KRAS is a high-value therapeutic target for the treatment of cancer. Two covalent inhibitors, sotorasib and adagrasib, which target a specific codon 12 mutation (G12C), have received accelerated approvals for clinical use. Studies of these inhibitors ushered in the development of new inhibitors such as MRTX1133, that had entered clinical trials as a KRAS (G12D)-selective, non-covalent inhibitor. However, the subsequent failure of sotorasib as monotherapy and the recent termination of an early-phase clinical trial for MRTX1133 indicates that developing clinically effective allele-specific KRAS inhibitors remains a challenge, and that there is a need for further evaluation of KRAS inhibition mechanisms.

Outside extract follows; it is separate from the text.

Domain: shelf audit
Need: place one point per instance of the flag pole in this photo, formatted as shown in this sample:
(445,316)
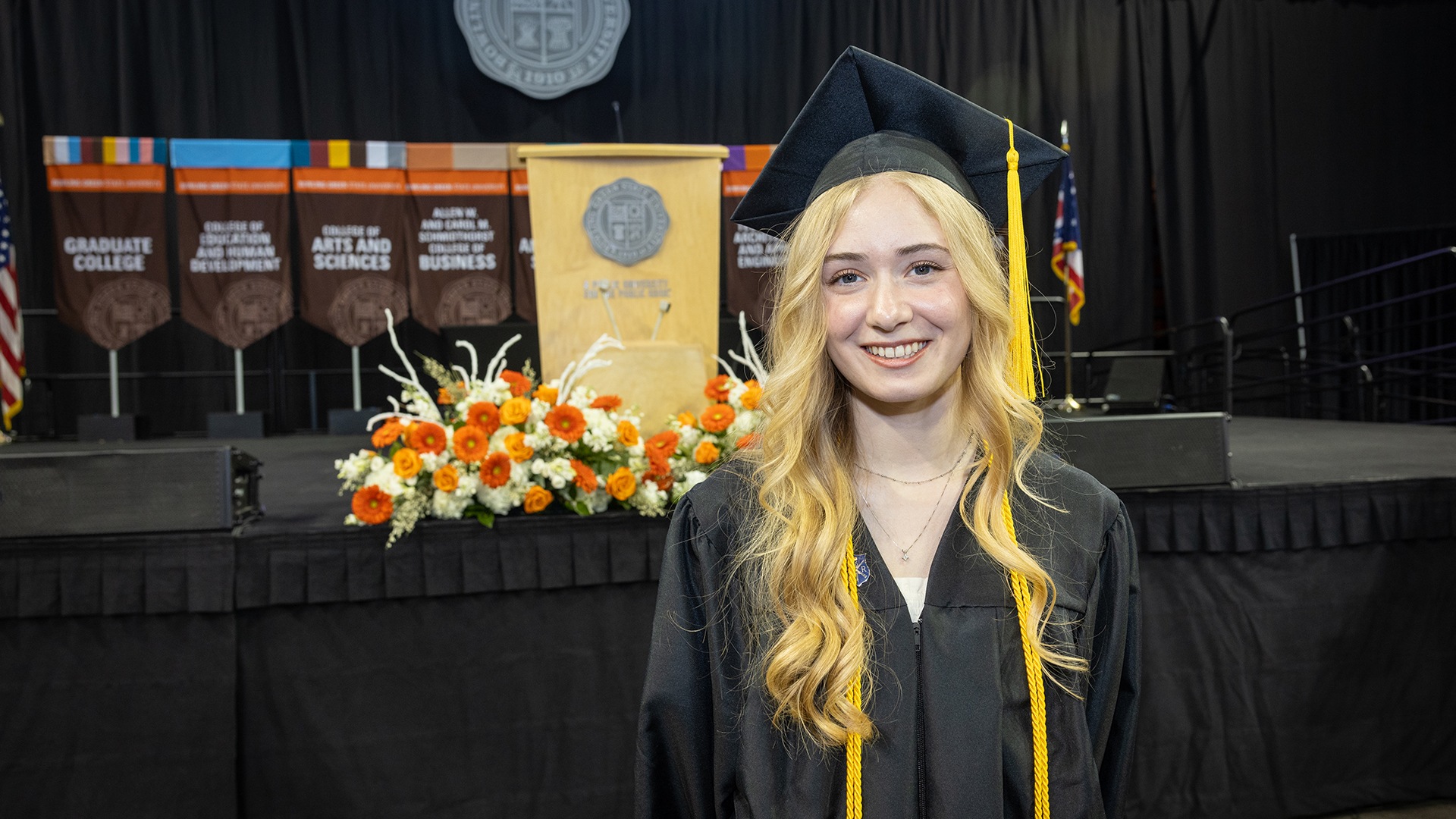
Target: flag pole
(1068,404)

Here, we show that the reportedly KRAS (G12D)-selective MRTX1133 also binds to G12C mutant KRAS with high affinity and suppresses MAPK signaling in cancer cell lines harboring KRAS (G12C). Intriguingly, its effect on the proliferation of KRAS (G12C) cancer cells is context-dependent; MRTX1133 robustly inhibits the proliferation of the pancreatic cancer cell line MIA PaCa-2 as well as the tumor growth of MIA PaCa-2 mouse xenografts, but it has little effect in lung cancer cells. These findings, together with similar other recent reports, question if allele-specific KRAS inhibitors are truly selective and highlight the need for strategies that take into account tissue and context-specific processes. Significance StatementMRTX1133 is a reportedly selective, non-covalent inhibitor for the KRAS oncogene with a glycine-to-aspartate (G12D) mutation that is present in about 40% of pancreatic cancers. Despite the overwhelming preclinical success, the early-phase clinical trial of MRTX1133 was recently terminated with undisclosed results. Through our in vitro and in vivo studies, we discovered that MRTX1133 is also a potent non-covalent inhibitor of a glycine-to-cysteine (G12C) KRAS mutation that works in pancreatic cancer but not in lung cancer models. Our findings are consistent with other recent reports on the activity of MRTX1133 in non-G12D mutants and highlight challenges in developing true allele-specific KRAS inhibitors via non-covalent mechanisms while also accounting for tissue-specific effects.